Colunistas

260 anos de morte de Georg Friedrich Haendel

publicado em 16 de maio de 2019 - Por 3

Haendel nasceu em 23 de fevereiro de 1865, na Alemanha, embora muitos acreditassem que o compositor fosse inglês. Seu pai não quis reconhecer suas precoces demonstrações de talento musical, mas o jovem estava decidido a aprender e começou estudar às escondidas.

Conseguiu levar um cravo de sua casa ao sótão, para poder praticar solitariamente. Ao completar 11 anos, o pai levou-o à Berlim, onde era cirurgião da corte e ao ouvirem Haendel tocar órgão ficaram impressionados. Então aconselharam o pai a deixá-lo estudar música. E assim tornou-se músico e logo encontrou trabalho como violinista e cravista na orquestra da Ópera de Hamburgo.

Haendel, ambicioso, estava interessado por ópera. A Itália era considerada um lugar ideal para um jovem compositor com esse tipo de aspirações. Em Hamburgo conhecera aristocratas italianos, e esses o apresentaram às pessoas que poderiam ser-lhe úteis.

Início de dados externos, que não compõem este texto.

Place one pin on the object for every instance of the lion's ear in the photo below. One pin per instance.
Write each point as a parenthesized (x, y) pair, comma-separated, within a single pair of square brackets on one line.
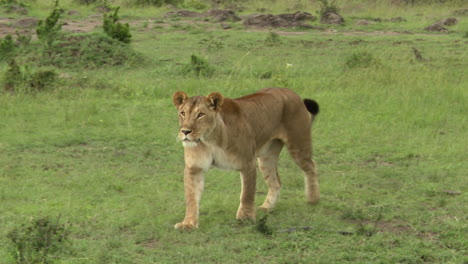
[(215, 100), (179, 98)]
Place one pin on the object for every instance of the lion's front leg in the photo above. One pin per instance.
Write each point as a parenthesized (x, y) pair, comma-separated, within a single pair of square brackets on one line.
[(193, 185), (246, 209)]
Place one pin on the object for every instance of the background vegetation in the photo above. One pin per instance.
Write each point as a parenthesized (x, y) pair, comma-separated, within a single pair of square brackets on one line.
[(90, 171)]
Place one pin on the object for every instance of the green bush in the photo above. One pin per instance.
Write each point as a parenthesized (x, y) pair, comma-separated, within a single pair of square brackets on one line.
[(7, 47), (199, 66), (86, 51), (115, 29), (326, 7), (272, 39), (40, 241), (48, 30), (361, 59), (16, 79), (158, 2), (12, 76)]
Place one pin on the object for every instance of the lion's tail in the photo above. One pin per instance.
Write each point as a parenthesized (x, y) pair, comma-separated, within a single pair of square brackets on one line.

Com 21 anos já era popular e partiu para a Itália. Apreciava a ópera pelo seu domínio de canto, guarda-roupa luxuoso e montagens cheias de imaginação. Com sua primeira apresentação no campo da composição operística obteve grande êxito e durante três anos apresentou várias óperas a um público sempre receptivo e entusiasmado.
Em 1709 o compositor decidiu voltar ao seu país, a Alemanha, depois de lhe ter sido oferecido o cargo de diretor musical do eleitor de Hannover que era também o herdeiro da velha rainha Ana da Inglaterra.

Haendel aproveitou essa conexão inglesa quando, em 1710, acabou por ficar em Montou, na companhia de ópera com sede no King’s Theatre, mais tarde chamado Queen’s Theatre e, atualmente, Her Majesty’s Theatre de Haymarket, de Londres.

Em 1717 compôs a Música Aquática para comemorar a procissão real de barco pelo Tâmisa. E aí, adquiriu nacionalidade inglesa. 11 anos depois sofre uma apoplexia, (derrame) e 5 anos mais tarde fez a primeira execução do “Messias”, em Dublin. Em 1749, compôs “Música para os Reais Fogos de Artifício “ para celebrar o término da guerra de sucessão austríaca.

Em 1752 uma operação nos olhos quase o deixou cego e, em 1759, a 20 de abril, em Londres, morreu e foi enterrado no Poet’s Corner, da Abadia de Westminster.